Qu'il soit sauvé ou perdu à la fin, il ne nous appartient pas de faire des conjectures à ce sujet. Mais si telles furent ces dernières pensées et si Dieu, dans sa sagesse et sa miséricorde infinies trouve un moyen de le sauver, il est certain que Waggoner se déclarera indigne. Aucun de nous qui sera sauvé ne se déclarera autre chose.

L'une des dernières lettres que nous avons de Jones, avant sa mort, révèle un esprit humble de complète confiance dans le message adventiste du septième jour et dans le ministère d'Ellen White (12/5/1921). L'infirmier qui prit soin de lui à Battle Creek pendant sa dernière maladie nous dit personnellement qu'il est certain que Jones mourut en chrétien authentique.
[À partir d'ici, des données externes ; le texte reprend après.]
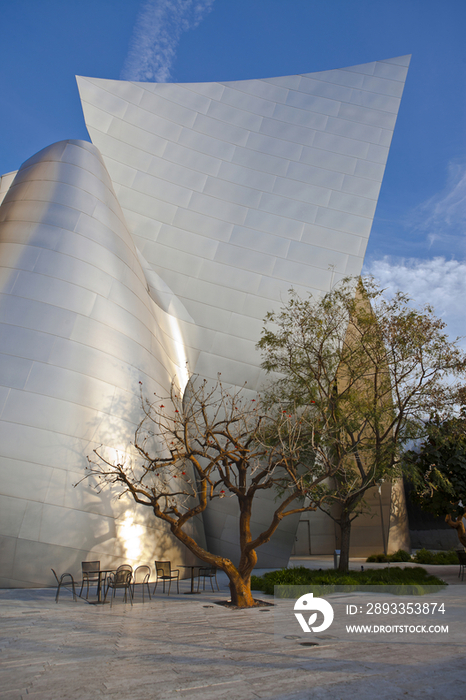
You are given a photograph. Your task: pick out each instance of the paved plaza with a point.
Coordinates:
(188, 646)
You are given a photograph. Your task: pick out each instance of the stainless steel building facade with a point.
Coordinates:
(163, 243)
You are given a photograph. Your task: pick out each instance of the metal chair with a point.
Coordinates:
(120, 579)
(61, 582)
(142, 577)
(208, 572)
(90, 572)
(462, 560)
(165, 573)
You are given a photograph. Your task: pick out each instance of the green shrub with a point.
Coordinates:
(400, 555)
(300, 576)
(424, 556)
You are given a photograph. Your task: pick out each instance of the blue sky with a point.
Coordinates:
(418, 240)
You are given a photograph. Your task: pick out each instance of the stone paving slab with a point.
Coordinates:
(185, 646)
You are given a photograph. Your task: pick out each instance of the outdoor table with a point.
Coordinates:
(192, 567)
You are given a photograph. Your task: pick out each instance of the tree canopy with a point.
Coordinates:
(438, 471)
(213, 443)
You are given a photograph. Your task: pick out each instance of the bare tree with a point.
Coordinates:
(212, 443)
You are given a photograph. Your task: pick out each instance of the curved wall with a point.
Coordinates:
(78, 332)
(202, 206)
(236, 191)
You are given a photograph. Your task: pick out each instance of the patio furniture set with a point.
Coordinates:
(124, 578)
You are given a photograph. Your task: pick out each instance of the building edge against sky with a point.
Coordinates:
(167, 241)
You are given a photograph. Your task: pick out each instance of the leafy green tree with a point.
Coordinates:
(365, 371)
(212, 443)
(438, 472)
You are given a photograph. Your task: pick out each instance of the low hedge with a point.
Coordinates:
(301, 576)
(423, 556)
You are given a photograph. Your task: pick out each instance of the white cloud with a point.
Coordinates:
(438, 282)
(443, 217)
(156, 35)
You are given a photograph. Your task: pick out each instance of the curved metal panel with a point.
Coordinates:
(288, 167)
(79, 330)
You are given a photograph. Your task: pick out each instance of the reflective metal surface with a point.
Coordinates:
(167, 241)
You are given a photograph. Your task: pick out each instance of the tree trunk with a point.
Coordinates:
(459, 527)
(345, 529)
(240, 590)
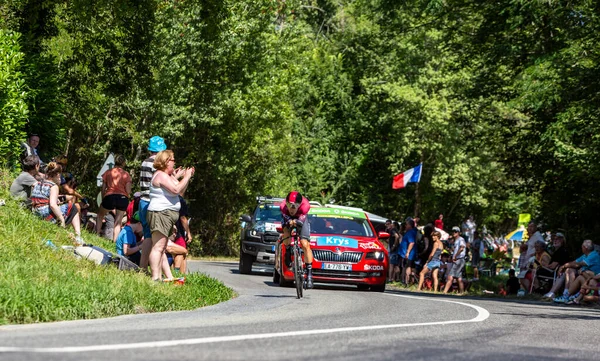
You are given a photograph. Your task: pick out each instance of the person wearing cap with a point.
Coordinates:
(133, 206)
(127, 241)
(155, 144)
(458, 261)
(295, 208)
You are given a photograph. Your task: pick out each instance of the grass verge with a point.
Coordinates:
(39, 284)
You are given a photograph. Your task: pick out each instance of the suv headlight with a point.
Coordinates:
(379, 256)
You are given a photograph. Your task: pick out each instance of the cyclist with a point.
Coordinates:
(296, 208)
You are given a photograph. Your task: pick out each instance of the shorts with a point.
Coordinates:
(304, 231)
(433, 265)
(408, 263)
(180, 241)
(143, 213)
(162, 221)
(476, 258)
(115, 201)
(457, 267)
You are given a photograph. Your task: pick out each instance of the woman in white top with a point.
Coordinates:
(163, 210)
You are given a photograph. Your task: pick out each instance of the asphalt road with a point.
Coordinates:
(267, 322)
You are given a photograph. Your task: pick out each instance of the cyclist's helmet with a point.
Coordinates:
(293, 200)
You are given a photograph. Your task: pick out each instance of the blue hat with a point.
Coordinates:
(157, 144)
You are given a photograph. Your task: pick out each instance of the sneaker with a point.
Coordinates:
(561, 299)
(549, 295)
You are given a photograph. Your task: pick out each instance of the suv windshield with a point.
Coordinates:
(339, 225)
(268, 212)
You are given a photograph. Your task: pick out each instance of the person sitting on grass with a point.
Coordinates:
(20, 189)
(127, 240)
(575, 274)
(541, 259)
(45, 202)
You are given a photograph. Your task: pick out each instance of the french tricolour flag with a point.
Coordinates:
(412, 175)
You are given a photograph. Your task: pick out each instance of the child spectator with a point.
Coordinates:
(21, 187)
(116, 187)
(512, 285)
(127, 244)
(45, 202)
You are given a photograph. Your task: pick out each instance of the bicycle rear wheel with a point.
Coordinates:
(298, 277)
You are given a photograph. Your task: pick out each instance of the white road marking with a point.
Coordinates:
(482, 315)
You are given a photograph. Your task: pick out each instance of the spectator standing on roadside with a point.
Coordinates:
(155, 144)
(534, 236)
(439, 222)
(458, 261)
(21, 187)
(393, 243)
(127, 241)
(163, 210)
(116, 187)
(29, 147)
(407, 250)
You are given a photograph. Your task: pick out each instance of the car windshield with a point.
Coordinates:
(268, 212)
(339, 225)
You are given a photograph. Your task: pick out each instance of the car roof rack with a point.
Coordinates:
(268, 199)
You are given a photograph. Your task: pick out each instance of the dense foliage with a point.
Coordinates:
(499, 100)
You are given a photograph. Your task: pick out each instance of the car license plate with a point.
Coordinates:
(337, 266)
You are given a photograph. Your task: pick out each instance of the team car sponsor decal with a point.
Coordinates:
(337, 241)
(337, 211)
(369, 245)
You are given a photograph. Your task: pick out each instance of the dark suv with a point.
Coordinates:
(259, 233)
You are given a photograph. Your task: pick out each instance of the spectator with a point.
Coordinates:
(163, 210)
(21, 187)
(116, 187)
(559, 256)
(458, 261)
(45, 202)
(155, 144)
(534, 236)
(393, 243)
(407, 250)
(540, 259)
(183, 237)
(133, 206)
(512, 285)
(433, 261)
(588, 266)
(127, 240)
(29, 147)
(439, 222)
(476, 250)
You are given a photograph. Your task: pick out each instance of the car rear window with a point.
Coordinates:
(339, 225)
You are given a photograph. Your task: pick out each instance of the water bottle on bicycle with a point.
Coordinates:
(294, 212)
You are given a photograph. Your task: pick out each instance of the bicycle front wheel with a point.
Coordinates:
(298, 273)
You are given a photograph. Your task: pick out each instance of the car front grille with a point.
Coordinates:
(270, 238)
(328, 256)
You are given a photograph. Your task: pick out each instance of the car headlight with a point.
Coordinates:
(379, 256)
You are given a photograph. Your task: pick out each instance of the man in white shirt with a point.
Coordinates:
(534, 236)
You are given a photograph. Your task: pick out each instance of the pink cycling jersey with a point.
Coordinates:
(300, 214)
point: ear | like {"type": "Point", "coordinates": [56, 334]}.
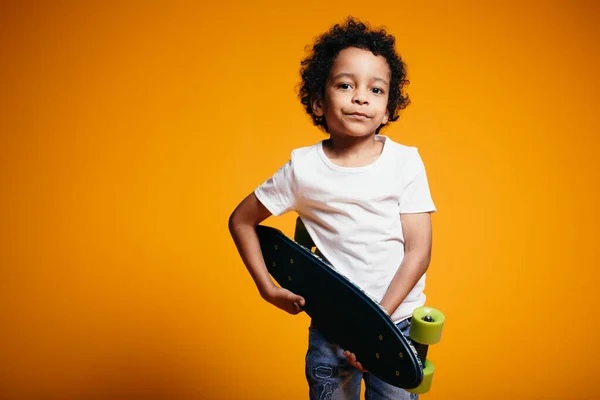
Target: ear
{"type": "Point", "coordinates": [317, 106]}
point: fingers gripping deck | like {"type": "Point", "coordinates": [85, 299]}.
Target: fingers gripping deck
{"type": "Point", "coordinates": [344, 313]}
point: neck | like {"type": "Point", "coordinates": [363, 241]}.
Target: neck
{"type": "Point", "coordinates": [350, 145]}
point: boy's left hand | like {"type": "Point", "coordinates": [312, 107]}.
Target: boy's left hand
{"type": "Point", "coordinates": [351, 357]}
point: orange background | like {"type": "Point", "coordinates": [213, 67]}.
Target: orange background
{"type": "Point", "coordinates": [130, 131]}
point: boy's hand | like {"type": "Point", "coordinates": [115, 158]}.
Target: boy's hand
{"type": "Point", "coordinates": [351, 357]}
{"type": "Point", "coordinates": [284, 299]}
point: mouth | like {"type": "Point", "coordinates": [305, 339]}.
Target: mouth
{"type": "Point", "coordinates": [358, 115]}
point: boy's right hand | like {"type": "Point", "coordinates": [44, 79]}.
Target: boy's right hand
{"type": "Point", "coordinates": [284, 299]}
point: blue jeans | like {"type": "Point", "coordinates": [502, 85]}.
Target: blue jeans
{"type": "Point", "coordinates": [331, 377]}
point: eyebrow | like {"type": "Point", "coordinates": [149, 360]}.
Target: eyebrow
{"type": "Point", "coordinates": [349, 75]}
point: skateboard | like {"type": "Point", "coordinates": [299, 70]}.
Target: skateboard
{"type": "Point", "coordinates": [348, 316]}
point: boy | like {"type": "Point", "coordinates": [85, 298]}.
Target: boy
{"type": "Point", "coordinates": [363, 198]}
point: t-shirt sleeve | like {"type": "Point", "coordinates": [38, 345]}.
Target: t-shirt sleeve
{"type": "Point", "coordinates": [415, 196]}
{"type": "Point", "coordinates": [277, 193]}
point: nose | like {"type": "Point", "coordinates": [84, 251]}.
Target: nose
{"type": "Point", "coordinates": [360, 97]}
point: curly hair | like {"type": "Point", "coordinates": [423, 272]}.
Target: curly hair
{"type": "Point", "coordinates": [315, 68]}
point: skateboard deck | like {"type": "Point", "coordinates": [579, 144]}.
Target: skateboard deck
{"type": "Point", "coordinates": [344, 313]}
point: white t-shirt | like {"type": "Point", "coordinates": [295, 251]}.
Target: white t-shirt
{"type": "Point", "coordinates": [353, 213]}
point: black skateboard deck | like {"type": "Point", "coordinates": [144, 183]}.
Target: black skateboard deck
{"type": "Point", "coordinates": [344, 313]}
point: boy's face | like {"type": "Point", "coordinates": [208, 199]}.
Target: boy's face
{"type": "Point", "coordinates": [356, 94]}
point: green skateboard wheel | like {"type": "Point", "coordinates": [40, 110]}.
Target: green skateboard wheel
{"type": "Point", "coordinates": [427, 378]}
{"type": "Point", "coordinates": [426, 325]}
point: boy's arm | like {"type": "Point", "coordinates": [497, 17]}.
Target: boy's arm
{"type": "Point", "coordinates": [242, 226]}
{"type": "Point", "coordinates": [417, 254]}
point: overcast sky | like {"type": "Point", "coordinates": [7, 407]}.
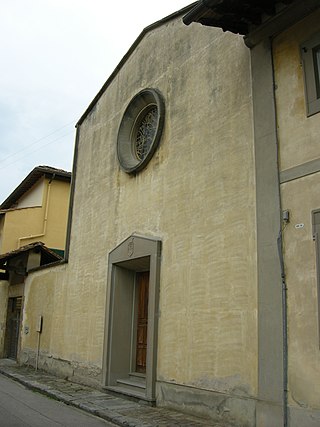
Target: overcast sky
{"type": "Point", "coordinates": [55, 56]}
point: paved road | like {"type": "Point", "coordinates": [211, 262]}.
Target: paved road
{"type": "Point", "coordinates": [20, 407]}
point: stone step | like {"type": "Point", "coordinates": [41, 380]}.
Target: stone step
{"type": "Point", "coordinates": [132, 383]}
{"type": "Point", "coordinates": [137, 394]}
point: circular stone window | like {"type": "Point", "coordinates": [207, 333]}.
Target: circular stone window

Une réimpression exacte et faisant autorité de leurs messages durant l'époque de leur fidélité, publiée avec une totale approbation, fournirait à notre génération une idée rafraîchissante du pur Évangile. Et après avoir rassemblé les fragments qui restent, pour que rien ne se perde, nous pourrions alors avec confiance faire monter notre requête vers le trône de la grâce pour qu'Il nous donne ce pain quotidien qui nous convient, cette nourriture au temps convenable. Aussi sûrement qu'il y a un Dieu vivant cette prière ne resterait pas sans réponse.

Notes

1. Dans une lettre à S. N. Haskell, un an plus tard, elle déclare qu'elle a plus de confiance en Jones, à ce moment-là, qu'avant qu'il ne s'égare en approuvant Anna Philipps. La lettre dit que Jones est le messager choisi du Seigneur, bien-aimé de Dieu, Son ambassadeur. Cette erreur ne serait pas arrivée si Uriah Smith et G. I. Butler s'étaient joints à Jones et Waggoner comme ils auraient dû le faire; Jones et Waggoner entendent la voix du Seigneur et le peuple reconnaît, dans leurs interprétations de la Parole de Dieu, des choses merveilleuses venues des oracles vivants et les cœurs brûlent quand les gens écoutent-, ils ont nourri le peuple avec le pain du ciel; le Seigneur a les hommes même qu'Il voulait; ils ont fait avancé l'œuvre avec fidélité et ont été le truchement de Dieu; ils connaissent la voix du conseil divin et lui ont obéi; ils ont puisé à la fontaine de Bethléem; ces instruments de Dieu se seraient réjouis de s'associer avec Smith et d'autres, y compris Butler; si l'union avait existé, il n'y aurait pas eu d'erreurs. (Lettre H, 27, 1894).

2. Noter cet échec : ne pas réussir à reconnaître ce message comme "étant le début de la pluie de l'arrière saison et du grand cri."